The current trend of robot control is changing, with PLC-based solutions offering advantages over the traditional dedicated robot controller. So, what needs consideration when chosing the right solution for the application? Mitsubishi Electric’s Product Manager Barry Weller considers how to determine which robot control option is best.
Although the choice of robot controller may appear simple, it influences the machine capabilities and ease of set-up and operation. Getting it right improves system flexibility, avoids compromising performance and improves productivity. It also simplifies commissioning for machine builders and integrators and reduces changeover time for operators. Following best practices and principles, supports controller selection to meet their application requirements and maximise productivity and Return on Investment.
Benefits of a PLC-based controller
PLC based control options empower robot integrators to develop bespoke systems using the many PLC or motion control products available. One example is Mitsubishi Electric’s iQ-R PLC based robot controller which includes kinematics to control many different types of system. It enables an Original Equipment Manufacturer (OEM) to design and build a bespoke robotic solution. For example; a 2-axis gantry pick and place or a 4-axis delta arm for packaging.
An example of an application like this would be the control of a bakery tin store. The motion profile of this application is a simple pick and place operation with 2 or 3 axes of control. But the mechanics can be very large, often having to span tens of metres of the store. Using the built-in kinematics of the iQ-R PLC system reduces the setup times and programming of the control system, either by teaching the tin positions, or using the co-ordinates calculated in the control system. This system also allows the simple integration of other axes into the system; for example, system expansion could include the control of the delivery system, bringing the tins into, or away from the store.
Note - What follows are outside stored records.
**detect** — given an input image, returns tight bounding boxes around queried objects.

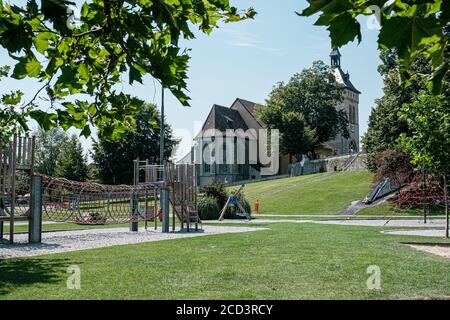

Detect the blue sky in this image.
[0,0,382,160]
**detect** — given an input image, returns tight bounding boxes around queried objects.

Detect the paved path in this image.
[383,229,445,238]
[0,226,267,259]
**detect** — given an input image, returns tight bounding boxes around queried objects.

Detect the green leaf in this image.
[11,55,42,79]
[378,17,443,63]
[33,32,55,54]
[428,61,449,95]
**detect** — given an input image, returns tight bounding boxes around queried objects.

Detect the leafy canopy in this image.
[55,135,89,181]
[298,0,450,94]
[399,91,450,176]
[0,0,256,138]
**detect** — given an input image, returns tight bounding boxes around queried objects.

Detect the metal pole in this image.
[130,190,139,232]
[28,176,42,243]
[159,86,170,233]
[444,174,449,238]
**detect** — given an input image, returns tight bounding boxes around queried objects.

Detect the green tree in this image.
[0,0,256,138]
[92,104,178,184]
[258,61,349,156]
[399,91,450,237]
[35,128,68,176]
[279,111,317,161]
[362,50,450,172]
[55,135,88,181]
[298,0,450,94]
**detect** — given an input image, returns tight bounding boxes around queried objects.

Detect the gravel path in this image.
[0,226,267,259]
[408,244,450,258]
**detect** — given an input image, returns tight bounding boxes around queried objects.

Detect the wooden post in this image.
[422,162,427,223]
[444,174,449,238]
[9,135,17,244]
[28,176,42,243]
[130,190,139,232]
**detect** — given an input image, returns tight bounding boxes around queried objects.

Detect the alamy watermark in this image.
[66,265,81,290]
[366,265,381,290]
[194,129,280,175]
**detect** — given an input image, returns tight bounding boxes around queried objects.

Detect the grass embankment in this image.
[357,201,444,218]
[229,172,373,214]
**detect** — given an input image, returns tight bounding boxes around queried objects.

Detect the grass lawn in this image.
[0,223,450,299]
[357,201,445,218]
[237,172,373,214]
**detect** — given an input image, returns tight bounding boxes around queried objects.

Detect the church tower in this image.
[324,48,361,155]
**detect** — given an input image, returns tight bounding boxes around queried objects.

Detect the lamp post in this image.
[159,84,170,233]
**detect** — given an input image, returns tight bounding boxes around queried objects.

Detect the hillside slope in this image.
[229,172,373,214]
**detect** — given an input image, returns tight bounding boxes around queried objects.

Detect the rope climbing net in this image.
[41,175,158,224]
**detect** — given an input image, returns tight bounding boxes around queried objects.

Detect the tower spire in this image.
[330,48,341,67]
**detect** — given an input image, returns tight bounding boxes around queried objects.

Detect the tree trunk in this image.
[444,175,449,238]
[422,168,427,223]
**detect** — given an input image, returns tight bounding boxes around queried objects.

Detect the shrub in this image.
[197,197,220,220]
[375,149,413,185]
[225,198,252,219]
[200,183,228,208]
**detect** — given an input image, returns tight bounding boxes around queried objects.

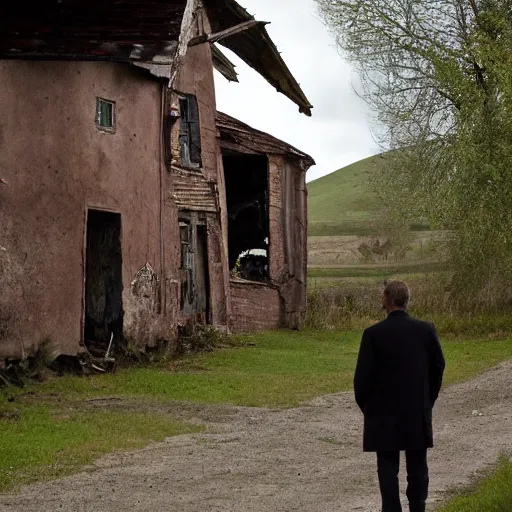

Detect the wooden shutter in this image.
[187,95,201,165]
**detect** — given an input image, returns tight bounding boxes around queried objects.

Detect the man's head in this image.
[382,281,411,313]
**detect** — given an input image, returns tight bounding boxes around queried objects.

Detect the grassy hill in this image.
[308,155,385,236]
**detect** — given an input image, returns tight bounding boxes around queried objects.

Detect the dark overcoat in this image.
[354,310,445,452]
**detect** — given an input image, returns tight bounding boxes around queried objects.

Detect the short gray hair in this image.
[384,281,411,309]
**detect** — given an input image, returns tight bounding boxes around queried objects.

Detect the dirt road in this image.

Choosing a PLC-based robot control option may seem like the most cost-effective choice. Designing a bespoke system may offer a price advantage as it is often cheaper to buy a kit of parts and build the system from scratch than invest in a traditional robot arm. The application will determine the best approach but designing in this way allows the OEM to create a tailor-made solution.
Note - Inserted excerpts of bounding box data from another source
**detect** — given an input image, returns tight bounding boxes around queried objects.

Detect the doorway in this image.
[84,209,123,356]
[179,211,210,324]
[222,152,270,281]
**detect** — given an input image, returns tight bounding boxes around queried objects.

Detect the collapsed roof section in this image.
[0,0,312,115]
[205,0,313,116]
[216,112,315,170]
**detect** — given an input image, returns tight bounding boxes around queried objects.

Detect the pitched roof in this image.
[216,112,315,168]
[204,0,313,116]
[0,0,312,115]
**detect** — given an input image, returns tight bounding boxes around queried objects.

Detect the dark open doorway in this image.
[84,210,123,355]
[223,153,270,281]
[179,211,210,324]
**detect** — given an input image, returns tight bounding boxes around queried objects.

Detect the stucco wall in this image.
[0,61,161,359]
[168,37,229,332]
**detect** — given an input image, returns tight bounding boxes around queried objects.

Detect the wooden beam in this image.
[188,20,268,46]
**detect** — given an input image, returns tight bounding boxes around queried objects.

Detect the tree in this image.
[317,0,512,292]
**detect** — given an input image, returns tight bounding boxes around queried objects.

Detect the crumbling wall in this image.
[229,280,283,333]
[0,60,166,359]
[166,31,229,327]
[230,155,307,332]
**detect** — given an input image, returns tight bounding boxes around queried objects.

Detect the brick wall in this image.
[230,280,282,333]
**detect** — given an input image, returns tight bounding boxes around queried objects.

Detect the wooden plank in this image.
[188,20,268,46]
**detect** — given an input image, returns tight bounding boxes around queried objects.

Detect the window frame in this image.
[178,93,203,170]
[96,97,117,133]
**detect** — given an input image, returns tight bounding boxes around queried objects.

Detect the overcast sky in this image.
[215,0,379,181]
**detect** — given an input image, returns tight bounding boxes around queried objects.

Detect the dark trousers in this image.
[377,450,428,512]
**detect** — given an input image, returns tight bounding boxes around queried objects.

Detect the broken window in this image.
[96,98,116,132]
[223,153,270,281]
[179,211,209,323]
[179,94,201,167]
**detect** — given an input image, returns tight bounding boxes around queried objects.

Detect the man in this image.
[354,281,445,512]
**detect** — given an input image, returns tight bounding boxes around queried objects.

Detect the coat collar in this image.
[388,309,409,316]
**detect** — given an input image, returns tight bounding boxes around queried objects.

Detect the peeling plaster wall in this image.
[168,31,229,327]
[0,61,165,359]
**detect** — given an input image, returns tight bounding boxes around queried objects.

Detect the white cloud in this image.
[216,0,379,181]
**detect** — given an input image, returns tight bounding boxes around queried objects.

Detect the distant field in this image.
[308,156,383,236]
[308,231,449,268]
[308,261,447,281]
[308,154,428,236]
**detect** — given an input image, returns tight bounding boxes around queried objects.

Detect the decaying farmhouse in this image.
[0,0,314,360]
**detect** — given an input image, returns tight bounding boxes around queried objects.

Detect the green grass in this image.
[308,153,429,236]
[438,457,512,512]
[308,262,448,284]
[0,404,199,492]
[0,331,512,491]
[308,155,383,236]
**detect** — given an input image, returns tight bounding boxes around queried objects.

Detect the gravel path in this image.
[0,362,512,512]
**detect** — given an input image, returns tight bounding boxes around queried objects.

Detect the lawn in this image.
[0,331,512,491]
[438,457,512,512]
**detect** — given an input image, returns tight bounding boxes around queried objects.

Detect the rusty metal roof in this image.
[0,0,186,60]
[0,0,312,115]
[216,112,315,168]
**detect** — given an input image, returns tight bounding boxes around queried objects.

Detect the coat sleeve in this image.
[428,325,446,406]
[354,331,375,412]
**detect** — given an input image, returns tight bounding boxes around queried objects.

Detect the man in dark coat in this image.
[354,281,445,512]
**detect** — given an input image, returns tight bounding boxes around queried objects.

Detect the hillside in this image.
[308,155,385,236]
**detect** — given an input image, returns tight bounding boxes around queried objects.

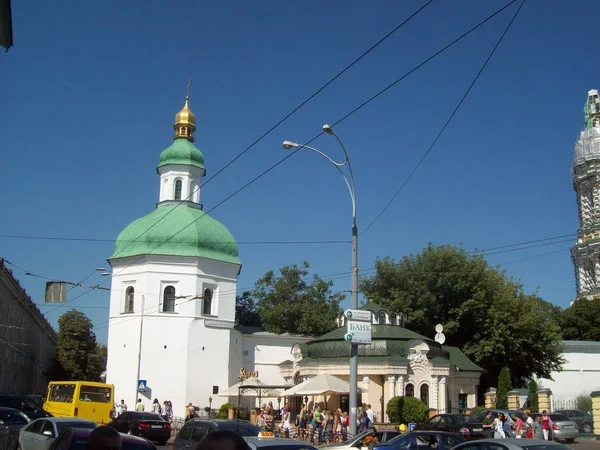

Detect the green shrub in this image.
[525,380,540,412]
[496,367,512,409]
[386,397,429,423]
[219,403,235,419]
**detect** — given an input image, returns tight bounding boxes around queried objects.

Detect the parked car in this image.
[244,437,317,450]
[371,431,466,450]
[319,428,400,450]
[0,406,29,450]
[415,414,487,440]
[554,409,594,434]
[173,419,260,450]
[108,411,171,445]
[0,395,52,420]
[452,438,571,450]
[531,413,579,443]
[48,428,156,450]
[19,417,98,450]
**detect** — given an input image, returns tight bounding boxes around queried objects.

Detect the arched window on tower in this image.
[123,286,135,312]
[421,384,429,406]
[163,286,175,312]
[175,180,182,200]
[202,289,212,315]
Benefits of dedicated robot controllers?
Yet, it is important to consider the design time of the mechanical system, the flexibility required from the manufacturing cell, the cell footprint and the configuration and engineering time. It is often the case with an OEM having many identical systems to build and would show cost savings.
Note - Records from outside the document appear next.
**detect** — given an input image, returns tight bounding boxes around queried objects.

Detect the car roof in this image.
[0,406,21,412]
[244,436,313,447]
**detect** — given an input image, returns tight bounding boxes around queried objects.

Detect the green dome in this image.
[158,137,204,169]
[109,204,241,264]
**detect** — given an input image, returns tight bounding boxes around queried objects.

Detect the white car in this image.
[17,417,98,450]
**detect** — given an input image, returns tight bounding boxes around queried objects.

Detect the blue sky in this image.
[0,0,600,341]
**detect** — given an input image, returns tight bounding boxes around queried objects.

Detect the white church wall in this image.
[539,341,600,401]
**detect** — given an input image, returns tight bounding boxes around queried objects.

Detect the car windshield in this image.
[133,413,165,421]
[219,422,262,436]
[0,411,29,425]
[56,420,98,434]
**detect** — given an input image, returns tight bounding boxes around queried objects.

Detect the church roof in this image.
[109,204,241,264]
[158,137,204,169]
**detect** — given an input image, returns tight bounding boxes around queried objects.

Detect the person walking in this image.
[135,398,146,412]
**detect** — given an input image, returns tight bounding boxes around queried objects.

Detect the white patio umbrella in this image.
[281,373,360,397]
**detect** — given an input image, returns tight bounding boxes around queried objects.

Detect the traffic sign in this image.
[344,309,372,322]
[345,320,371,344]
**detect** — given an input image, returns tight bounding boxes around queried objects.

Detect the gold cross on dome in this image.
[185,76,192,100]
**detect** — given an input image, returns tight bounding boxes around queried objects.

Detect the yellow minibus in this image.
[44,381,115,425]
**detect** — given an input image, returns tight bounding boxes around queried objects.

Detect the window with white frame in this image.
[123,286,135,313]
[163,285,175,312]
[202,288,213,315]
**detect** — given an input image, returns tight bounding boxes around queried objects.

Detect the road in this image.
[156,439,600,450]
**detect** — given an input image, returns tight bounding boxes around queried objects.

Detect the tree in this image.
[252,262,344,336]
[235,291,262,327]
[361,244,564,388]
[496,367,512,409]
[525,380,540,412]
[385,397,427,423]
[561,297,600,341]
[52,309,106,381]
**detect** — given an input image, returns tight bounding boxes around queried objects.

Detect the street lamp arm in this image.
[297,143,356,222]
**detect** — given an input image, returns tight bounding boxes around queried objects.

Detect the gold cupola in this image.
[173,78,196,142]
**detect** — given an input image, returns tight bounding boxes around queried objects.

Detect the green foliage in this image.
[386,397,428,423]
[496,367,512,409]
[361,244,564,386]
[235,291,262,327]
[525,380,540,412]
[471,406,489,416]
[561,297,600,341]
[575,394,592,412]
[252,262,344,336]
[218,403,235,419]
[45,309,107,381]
Selecting an off-the-shelf dedicated robotic system addresses this. For example, a typical 4-axis SCARA (Selective Compliance Articulated Robot Arm) system is available at a very competitive price. Importing the design of the robot mechanical system and its CAD model into the machine design saving time and cost. During constriction, the robot is also simple to install and needs four bolts to mount it into a machine. Programming is also fast, taking less than an hour for a simple operation.
The controllers contain hundreds of dedicated instructions that make the more complex functions such as tracking a product along a moving conveyor or complying with an external force, easy to integrate as they are already built into the system.
Further benefits come when considering machine safety. Dedicated robot controllers must conform to industry standards that cover their design, which includes safety. This makes it simpler for the system designer to integrated safety system for the total machine by using compliant components.
Selecting robot controller
If the choice between dedicated or PLC-based robot controller is still in the balance, Mitsubishi Electric can support machine builders and robot integrators alike in selecting the most suitable alternative. Customers can choose between state-of-the-art PLCs and dedicated robot controllers to match the requirements of their systems.
Mitsubishi Electric offers advanced MELFA robot controllers that allow users to programme the robots with Mitsubishi’s RT-Toolbox engineering environment. For PLC-based control, Mitsubishi Electric’s iQ Monozukuri Handling Suite empowers users to take control of movement and information management tasks. It also integrates the company’s high-performance controllers with robots, HMIs and other compatible automation components.
When the choice of robot controller is unclear, Mitsubishi Electric offers the unique option of integrating a dedicated robot controller into the PLC rack. The controller is compatible with their iQ modular PLC platform including many functional controllers, I/O and networking options.
Finally, the control requirements and the physical attributes of the application often dictate which option is best. For machine builders and integrators, it seems sensible to adopt a flexible, integrated automation solution that offers choice and scalability.